City Council Takes Action
A few weeks ago the City Council unanimously adopted a resolution to oppose the bill even though Corporation Counsel Steven Kleinman explained it wasn’t even scheduled to be heard in a Senate Committee in this year’s session, and the State Assembly was not considering a similar bill, so the point would be moot for the foreseeable future anyway. So, with no action on S-2972 anywhere near imminent, and apparently no interest to take on the issue in the lower house, what’s an Acting Mayor to do?
Scaring the public, exploiting the issue for political gain
During the meeting where the resolution was heard, Acting Mayor/Council President Dawn Zimmer made it clear with her tone anyone who opposed her largely meaningless resolution would face political consequences, and even members of the public and council opposed to Zimmer agreed that it wouldn’t hurt to pass the resolution.
Now Zimmer’s taxpayer-paid Confidential Aide Dan Bryan has sent out a press release that makes it out like she “single-handedly stopped the skyscrapers.” The release is alarmist, inaccurate and completely ignores the role of the City Council in opposing this bill. It also reads more like a campaign press release than a Mayoral one, which is no surprise considering the many sightings of Zimmer Campaign Manager Sam Briggs at City Hall these days.

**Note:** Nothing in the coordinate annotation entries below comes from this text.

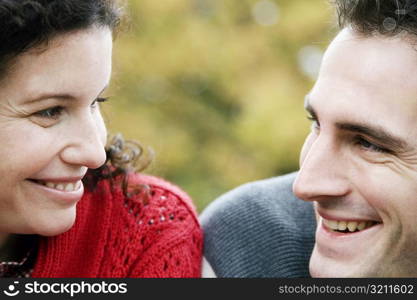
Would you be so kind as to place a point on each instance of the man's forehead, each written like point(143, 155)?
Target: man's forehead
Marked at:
point(385, 62)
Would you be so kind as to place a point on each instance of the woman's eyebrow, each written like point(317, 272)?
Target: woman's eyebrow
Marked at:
point(64, 96)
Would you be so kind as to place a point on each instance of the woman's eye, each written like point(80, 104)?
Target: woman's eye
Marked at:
point(50, 113)
point(98, 100)
point(369, 146)
point(314, 122)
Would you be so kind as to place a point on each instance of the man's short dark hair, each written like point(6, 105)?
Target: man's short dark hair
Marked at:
point(387, 17)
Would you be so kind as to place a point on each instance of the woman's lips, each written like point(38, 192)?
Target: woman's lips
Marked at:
point(63, 192)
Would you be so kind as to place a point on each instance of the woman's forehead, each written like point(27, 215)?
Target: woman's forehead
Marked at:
point(77, 64)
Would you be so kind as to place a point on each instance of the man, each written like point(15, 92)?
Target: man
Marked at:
point(358, 166)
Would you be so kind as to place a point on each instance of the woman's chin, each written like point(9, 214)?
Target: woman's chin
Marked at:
point(55, 225)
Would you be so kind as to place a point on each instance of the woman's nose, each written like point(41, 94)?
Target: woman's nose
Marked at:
point(86, 142)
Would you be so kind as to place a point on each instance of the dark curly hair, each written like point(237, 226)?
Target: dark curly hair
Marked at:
point(25, 24)
point(386, 17)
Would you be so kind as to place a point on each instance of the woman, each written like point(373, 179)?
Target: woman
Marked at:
point(70, 207)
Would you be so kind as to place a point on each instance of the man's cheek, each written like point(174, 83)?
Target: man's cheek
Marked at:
point(306, 147)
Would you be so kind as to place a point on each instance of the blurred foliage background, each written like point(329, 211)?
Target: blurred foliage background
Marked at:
point(216, 87)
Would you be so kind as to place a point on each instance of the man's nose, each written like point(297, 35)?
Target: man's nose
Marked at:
point(86, 146)
point(323, 172)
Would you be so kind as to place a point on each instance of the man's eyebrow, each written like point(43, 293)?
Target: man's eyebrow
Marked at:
point(375, 132)
point(308, 107)
point(64, 97)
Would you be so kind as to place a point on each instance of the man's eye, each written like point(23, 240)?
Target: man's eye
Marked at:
point(50, 113)
point(369, 146)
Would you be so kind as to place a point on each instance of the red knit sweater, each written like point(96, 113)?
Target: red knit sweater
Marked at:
point(118, 237)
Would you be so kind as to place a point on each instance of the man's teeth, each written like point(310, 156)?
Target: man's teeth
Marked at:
point(67, 187)
point(351, 226)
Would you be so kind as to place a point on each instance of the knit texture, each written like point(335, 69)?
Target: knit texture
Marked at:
point(153, 234)
point(259, 230)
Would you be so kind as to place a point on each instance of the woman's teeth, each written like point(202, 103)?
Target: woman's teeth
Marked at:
point(65, 186)
point(350, 226)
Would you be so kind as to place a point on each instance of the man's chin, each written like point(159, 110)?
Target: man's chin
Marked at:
point(323, 267)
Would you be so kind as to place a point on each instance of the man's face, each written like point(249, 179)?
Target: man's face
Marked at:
point(359, 163)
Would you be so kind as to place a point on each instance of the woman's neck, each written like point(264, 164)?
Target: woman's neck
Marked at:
point(7, 245)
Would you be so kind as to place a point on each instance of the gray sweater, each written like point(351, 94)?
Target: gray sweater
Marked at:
point(259, 229)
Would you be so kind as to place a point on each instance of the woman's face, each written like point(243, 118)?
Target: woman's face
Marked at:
point(51, 130)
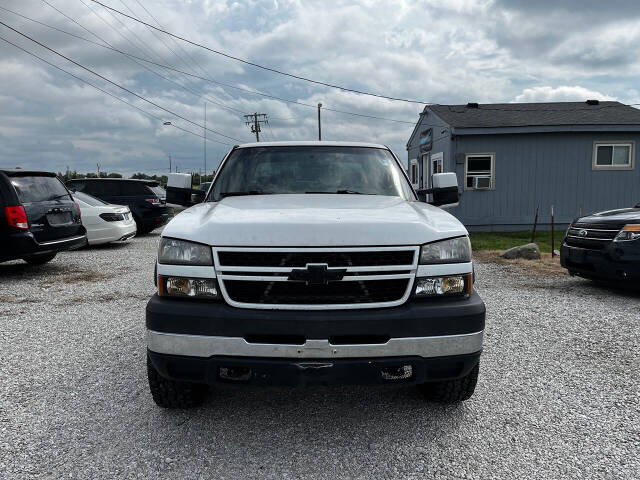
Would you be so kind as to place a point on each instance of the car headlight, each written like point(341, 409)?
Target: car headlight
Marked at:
point(453, 250)
point(628, 233)
point(447, 285)
point(181, 252)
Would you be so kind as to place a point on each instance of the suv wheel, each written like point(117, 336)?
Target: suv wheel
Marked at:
point(39, 259)
point(451, 391)
point(173, 394)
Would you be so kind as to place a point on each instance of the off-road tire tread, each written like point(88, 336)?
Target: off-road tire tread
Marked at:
point(452, 391)
point(171, 393)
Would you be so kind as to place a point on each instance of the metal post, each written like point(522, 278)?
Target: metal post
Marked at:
point(205, 139)
point(535, 224)
point(255, 125)
point(553, 242)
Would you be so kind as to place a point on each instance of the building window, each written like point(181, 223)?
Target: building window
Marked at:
point(613, 155)
point(413, 172)
point(479, 171)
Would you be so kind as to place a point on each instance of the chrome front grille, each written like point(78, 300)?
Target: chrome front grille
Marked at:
point(592, 236)
point(315, 278)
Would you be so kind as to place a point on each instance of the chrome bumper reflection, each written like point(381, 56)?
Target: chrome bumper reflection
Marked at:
point(206, 346)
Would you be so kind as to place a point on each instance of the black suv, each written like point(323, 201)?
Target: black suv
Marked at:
point(604, 246)
point(143, 197)
point(38, 217)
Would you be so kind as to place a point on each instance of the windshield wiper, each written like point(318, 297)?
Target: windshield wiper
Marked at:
point(239, 194)
point(342, 192)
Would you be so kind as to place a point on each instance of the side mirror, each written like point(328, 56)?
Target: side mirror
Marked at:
point(179, 191)
point(445, 190)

The misleading headline on the release is:
“MAYOR DAWN ZIMMER WINS HALT TO STATE LEGISLATION WHICH WOULD HAVE GIVEN NJ TRANSIT AUTONOMY OVER HOBOKEN TERMINAL DEVELOPMENT PLANS”
As I just explained, that’s misleading at best and untrue at worst. The legislation was not moving forward, so how then could Zimmer have “halted” it? Also, have you noticed how Zimmer’s PR team has stopped referring her by her legal title of “Acting Mayor”? Hmmm….

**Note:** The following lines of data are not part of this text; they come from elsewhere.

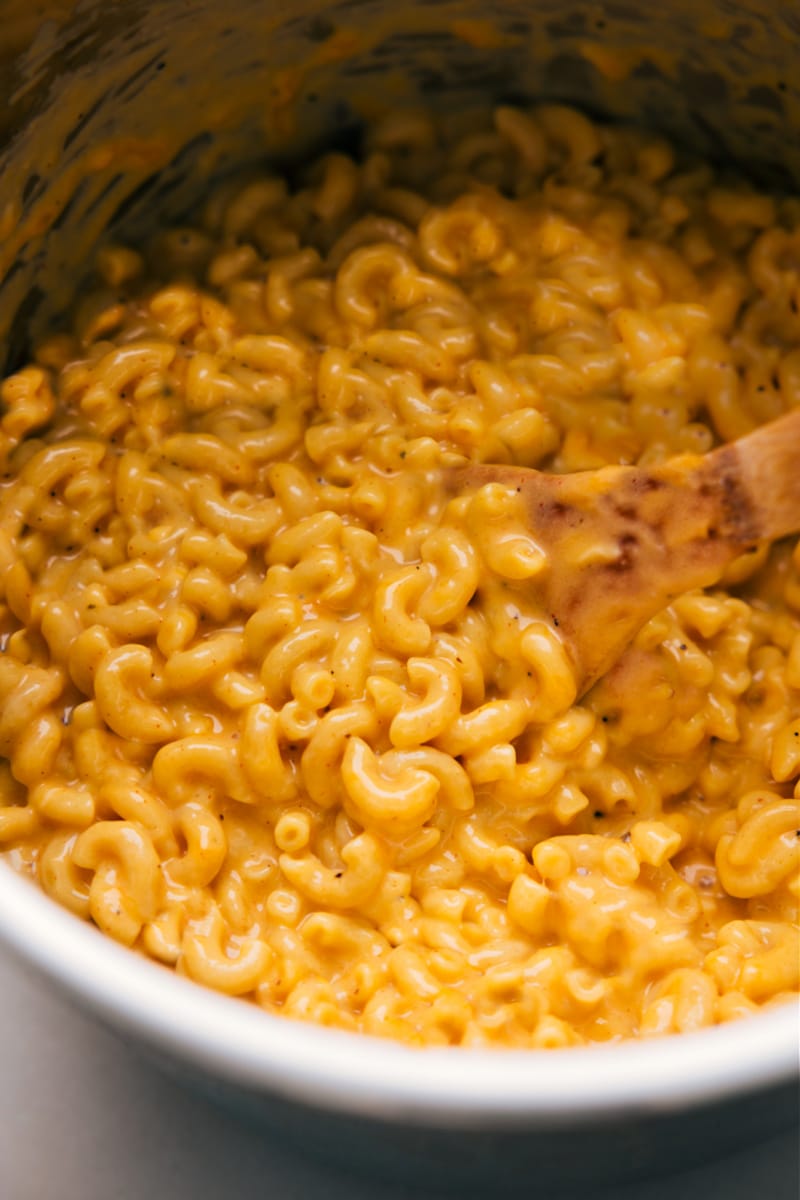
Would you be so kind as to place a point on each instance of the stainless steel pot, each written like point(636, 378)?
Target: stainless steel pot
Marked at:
point(107, 112)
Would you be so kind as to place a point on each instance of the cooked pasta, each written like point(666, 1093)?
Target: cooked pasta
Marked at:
point(281, 712)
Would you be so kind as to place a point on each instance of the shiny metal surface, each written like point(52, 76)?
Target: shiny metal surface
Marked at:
point(150, 81)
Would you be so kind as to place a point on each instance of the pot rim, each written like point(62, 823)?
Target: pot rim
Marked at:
point(358, 1074)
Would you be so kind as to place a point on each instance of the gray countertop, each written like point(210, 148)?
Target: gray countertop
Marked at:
point(84, 1117)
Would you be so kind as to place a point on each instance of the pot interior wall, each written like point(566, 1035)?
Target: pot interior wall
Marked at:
point(116, 114)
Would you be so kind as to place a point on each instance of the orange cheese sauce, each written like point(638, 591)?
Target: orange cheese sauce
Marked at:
point(280, 712)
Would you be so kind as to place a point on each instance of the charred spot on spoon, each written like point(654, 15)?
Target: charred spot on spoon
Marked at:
point(627, 552)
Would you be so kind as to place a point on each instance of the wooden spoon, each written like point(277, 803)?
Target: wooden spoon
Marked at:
point(624, 541)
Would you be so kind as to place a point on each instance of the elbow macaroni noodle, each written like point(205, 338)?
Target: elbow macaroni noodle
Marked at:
point(280, 712)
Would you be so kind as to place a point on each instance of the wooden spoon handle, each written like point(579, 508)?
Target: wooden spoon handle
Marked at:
point(757, 481)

(Acting Mayor Scare Tactics, continued…)
The Corzine Connection
The release goes on to say that at Zimmer’s request, Governor Jon Corzine arranged a meeting with Senator Sarlo. Cammarano was one of many Corzine allies arrested in the recent FBI sting operation. Corzine is trailing Chris Christie in polls ahead of next month’s election. With Cammarano gone, he wants support from Zimmer, even as some of his old allies are lining up behind former Judge Kimberly Glatt. The release goes on to say”
“Senator Paul Sarlo (D-36), the sponsor of this legislation, S-2972 has agreed that the bill will not go forward unless and until Hoboken is satisfied with its content. “I thank Governor Corzine and Senator Sarlo for recognizing that Hoboken residents must have a say in decisions that will have a profound impact on the shape of our City’s future,” Mayor Zimmer said.“I believe it is important that the concerns of Hoboken be addressed,” Senator Sarlo said. “I pledge to consult with Mayor Zimmer and ensure that she is satisfied before proceeding with legislation in this area.”
Hoboken411 strives to bring you the story behind the story, and the hidden subtext of our public official’s actions, no matter who they are or whether they claim the mantle of “change” or “reform”. So here’s the bottom line: it’s good that the Acting Mayor and City Council have stepped up to have their voices be heard on the critical issue of the proposed NJ Transit redevelopment, but it’s not just one person doing it.
The press release from the
Dawn Zimmer for Mayor Campaign Office of the Acting Mayor is designed to leave you with the impression that imminent action to harm Hoboken has been “heroically averted” by one woman, and that’s simply not the case.
Watch for this particular turn of events to be further exploited in future campaign literature.